Thanks a lot and sorry if I got this concept all wrong!
Hi @tobiasschweizer,
An RDF patch is a sequence of operations. One way of generating a patch is to record the add and deletes of triples as a graph i modified in a transaction.
It is an ordered sequence A then D of a triple results in no triple in the modified graph, whereas D then A of a triple results in a triple in the modified graph.
To get from one graph to another, the patch is applied operation by operation.
It's not a diff in the sense of something generated by comparing two graphs.
It might be possible to take a patch file and work out the net effect and produce the equivalent sets of additions and deletions.
rdf2patch is a helper tool to turn a graph into a sequence of additions. Applying that sequence is equivalent to adding the graph into another graph.
Hi @afs,
Thanks a lot for the clarification.
It's not a diff in the sense of something generated by comparing two graphs.

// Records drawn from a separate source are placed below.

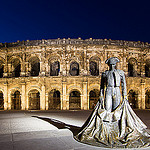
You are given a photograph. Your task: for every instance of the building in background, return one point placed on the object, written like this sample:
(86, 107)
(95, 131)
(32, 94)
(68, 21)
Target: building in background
(65, 74)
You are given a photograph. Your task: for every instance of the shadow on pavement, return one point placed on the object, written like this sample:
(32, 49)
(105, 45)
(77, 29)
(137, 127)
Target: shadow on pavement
(60, 125)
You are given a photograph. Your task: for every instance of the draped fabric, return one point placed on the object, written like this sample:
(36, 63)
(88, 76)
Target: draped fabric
(121, 128)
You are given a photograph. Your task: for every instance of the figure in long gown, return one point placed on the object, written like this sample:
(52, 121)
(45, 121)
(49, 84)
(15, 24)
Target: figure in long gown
(113, 123)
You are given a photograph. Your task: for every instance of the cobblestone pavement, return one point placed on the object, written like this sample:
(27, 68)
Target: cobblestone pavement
(22, 130)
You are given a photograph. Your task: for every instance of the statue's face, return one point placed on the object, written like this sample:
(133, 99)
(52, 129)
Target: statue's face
(112, 66)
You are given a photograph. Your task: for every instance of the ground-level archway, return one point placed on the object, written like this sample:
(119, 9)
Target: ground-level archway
(54, 100)
(16, 100)
(93, 98)
(1, 101)
(74, 100)
(147, 99)
(133, 99)
(34, 100)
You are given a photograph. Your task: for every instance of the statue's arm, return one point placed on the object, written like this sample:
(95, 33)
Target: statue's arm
(123, 85)
(103, 80)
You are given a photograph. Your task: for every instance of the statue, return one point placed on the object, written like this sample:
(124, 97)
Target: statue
(113, 123)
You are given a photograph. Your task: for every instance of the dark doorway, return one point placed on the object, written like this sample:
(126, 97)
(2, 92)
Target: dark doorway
(55, 68)
(93, 98)
(74, 100)
(1, 101)
(133, 99)
(34, 100)
(74, 69)
(54, 100)
(94, 68)
(147, 99)
(16, 101)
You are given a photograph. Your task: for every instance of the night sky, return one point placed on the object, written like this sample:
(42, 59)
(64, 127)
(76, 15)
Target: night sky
(52, 19)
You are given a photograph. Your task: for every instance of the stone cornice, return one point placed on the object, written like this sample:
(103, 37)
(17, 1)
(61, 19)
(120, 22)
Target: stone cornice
(78, 41)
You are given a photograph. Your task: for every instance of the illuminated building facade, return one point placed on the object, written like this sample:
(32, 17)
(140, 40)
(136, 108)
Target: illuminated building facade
(65, 74)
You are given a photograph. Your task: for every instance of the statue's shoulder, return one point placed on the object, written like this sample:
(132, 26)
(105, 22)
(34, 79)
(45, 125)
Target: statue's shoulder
(105, 73)
(121, 72)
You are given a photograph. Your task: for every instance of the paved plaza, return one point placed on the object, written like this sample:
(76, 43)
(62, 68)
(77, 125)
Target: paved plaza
(47, 130)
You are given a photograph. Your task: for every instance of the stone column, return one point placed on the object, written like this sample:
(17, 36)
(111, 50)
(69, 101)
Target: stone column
(142, 94)
(23, 97)
(143, 70)
(9, 70)
(42, 98)
(9, 101)
(64, 97)
(84, 102)
(46, 98)
(5, 96)
(42, 69)
(23, 70)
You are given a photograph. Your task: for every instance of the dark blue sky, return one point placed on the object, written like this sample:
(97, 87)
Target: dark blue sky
(51, 19)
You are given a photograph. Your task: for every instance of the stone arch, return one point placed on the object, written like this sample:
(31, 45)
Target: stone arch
(54, 65)
(55, 68)
(74, 68)
(94, 65)
(1, 67)
(147, 68)
(74, 99)
(15, 100)
(133, 98)
(54, 101)
(93, 98)
(34, 66)
(15, 66)
(34, 99)
(147, 99)
(132, 67)
(1, 100)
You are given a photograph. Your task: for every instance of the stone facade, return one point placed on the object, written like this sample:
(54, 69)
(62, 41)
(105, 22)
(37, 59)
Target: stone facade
(65, 73)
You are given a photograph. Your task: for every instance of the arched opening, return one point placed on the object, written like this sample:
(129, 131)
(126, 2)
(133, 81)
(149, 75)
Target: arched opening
(74, 100)
(34, 100)
(93, 98)
(34, 66)
(94, 65)
(16, 67)
(94, 68)
(1, 68)
(16, 100)
(132, 64)
(55, 68)
(147, 68)
(133, 99)
(54, 100)
(74, 69)
(147, 99)
(1, 101)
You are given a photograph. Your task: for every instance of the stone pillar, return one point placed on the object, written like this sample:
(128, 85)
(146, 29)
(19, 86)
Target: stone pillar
(42, 69)
(143, 70)
(143, 94)
(46, 98)
(9, 70)
(5, 96)
(9, 101)
(42, 98)
(5, 74)
(23, 69)
(23, 97)
(84, 101)
(64, 100)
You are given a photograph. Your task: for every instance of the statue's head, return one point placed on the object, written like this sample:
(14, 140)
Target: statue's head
(112, 61)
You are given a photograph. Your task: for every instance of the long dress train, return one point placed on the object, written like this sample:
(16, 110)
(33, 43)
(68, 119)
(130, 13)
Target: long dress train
(121, 128)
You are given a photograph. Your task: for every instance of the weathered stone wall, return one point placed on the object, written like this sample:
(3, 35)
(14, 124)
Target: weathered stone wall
(45, 52)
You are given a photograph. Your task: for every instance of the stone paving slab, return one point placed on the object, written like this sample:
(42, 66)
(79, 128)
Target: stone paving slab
(21, 131)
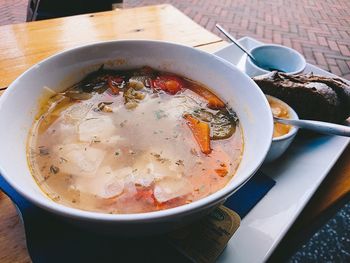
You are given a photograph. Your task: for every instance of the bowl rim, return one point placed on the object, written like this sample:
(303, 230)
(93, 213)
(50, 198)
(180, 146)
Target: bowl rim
(293, 115)
(160, 215)
(300, 56)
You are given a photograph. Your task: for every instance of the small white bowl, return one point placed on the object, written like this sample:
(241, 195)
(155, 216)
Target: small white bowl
(275, 56)
(280, 144)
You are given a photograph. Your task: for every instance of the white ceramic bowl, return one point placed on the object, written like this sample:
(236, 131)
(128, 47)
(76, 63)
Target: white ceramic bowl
(19, 104)
(280, 144)
(277, 57)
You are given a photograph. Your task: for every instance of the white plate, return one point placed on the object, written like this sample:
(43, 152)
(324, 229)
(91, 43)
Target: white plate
(298, 174)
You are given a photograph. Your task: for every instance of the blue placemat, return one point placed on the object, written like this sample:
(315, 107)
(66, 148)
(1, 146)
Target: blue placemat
(50, 239)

Ok, so this means figuring out what's added or deleted from the graph with a certain transaction, is out of rdf-delta's scope.
What I've been working with so far is rdflib
, see https://www.w3.org/2001/sw/wiki/How_to_diff_RDF#RDFLib.
However, I think this is going to be slow for large datasets.
I have adapted my previous example:
patch.txt for <https://example.com/209350> a schema:ScholarlyArticle .
(the initial graph consists just of this triple)
H id <uuid:b8e8c784-4bf8-4860-a2a9-48d6522979c7> .
TX .
PA "schema" "http://schema.org/" .
A <https://example.com/209350> <http://www.w3.org/1999/02/22-rdf-syntax-ns#type> <http://schema.org/ScholarlyArticle> .
TC .
patch2.txt for <https://example.com/209350> <http://schema.org/name> "my article" .
(an additional triple is added to the graph)
H id <uuid:a532f29b-86ad-41c1-9181-f263b7884314> .
TX .
PA "schema" "http://schema.org/" .
A <https://example.com/209350> <http://schema.org/name> "my article" .
TC .
./rdf-delta-cmds/bin/dcmd patch2rdf patch.txt patch2.txt
results in
@prefix schema: <http://schema.org/> .
<https://example.com/209350>
a schema:ScholarlyArticle ;
schema:name "my article" .
So this is like replaying an event log by re-applying the single transactions.
Not sure how to create a delete patch as I have only used this
r2p | rdf2patch | dcmd r2p FILE | Convert RDF to an addition patch
https://afs.github.io/rdf-delta/cmds.html
Thanks again and a have a good week!
Ok, so this means figuring out what's added or deleted from the graph with a certain transaction, is out of rdf-delta's scope.
DatasetGraphChanges
is a wrapper to a DatasetGraph
which in conjunction with RDFChanges
records changes as they happen.
What is out of scope is taking two datasets and calculating the changes without tracking the changes at the time.